Polar Scat is an atmospheric physics code that computes scattering cross sections for particles in the atmosphere. It is written in Fortran and parallelized with OpenMP. A POP performance assessment was performed, showing that the parallel performance of the code was excellent, with a global efficiency of over 80% on 48 cores. However, vectorization was poor, with only 29% of vector capacity usage on 48 threads.
Fig 1: Strong scaling speedup for the original code.
The cause of this poor vectorization was traced to a single nested loop (the outer loop of which was parallelized) involving multiple operations on arrays of size 3. The hope was that if the innermost loop could be refactored, then vectorization might be improved, yielding performance improvements on all core counts. In the POP assessment, two approaches were suggested.
- Approach 1 was to explicitly unroll the array operations and refactor the loop to allow the compiler to vectorize it.
- Approach 2 was to remove the loop altogether, replacing it with matrix operations using matrices formed by concatenating the small arrays.
The goal of the proof-of-concept was to implement these two approaches and investigate their effect on the performance of the code.
Fig 2: Performance of amended codes relative to original code.
As shown in Figure 2, Approach 1 was almost twice as fast as the original code whereas Approach 2 gave an approximately 1.3x speedup.
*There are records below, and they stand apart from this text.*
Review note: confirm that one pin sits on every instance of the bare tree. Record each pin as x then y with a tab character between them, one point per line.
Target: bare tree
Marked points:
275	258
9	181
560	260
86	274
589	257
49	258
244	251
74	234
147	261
Vector capacity usage for both approaches was over 99%. However, in order to get Approach 1 to work, the compiler directive !$OMP SIMD REDUCTION had to be used with the reduction on an array. This is a fairly recent addition to the OpenMP standard so makes the code less portable. Approach 2 only requires access to a good BLAS implementation for DGEMM and ZGEMM calls.
-- Edvin Hopkins (NAG)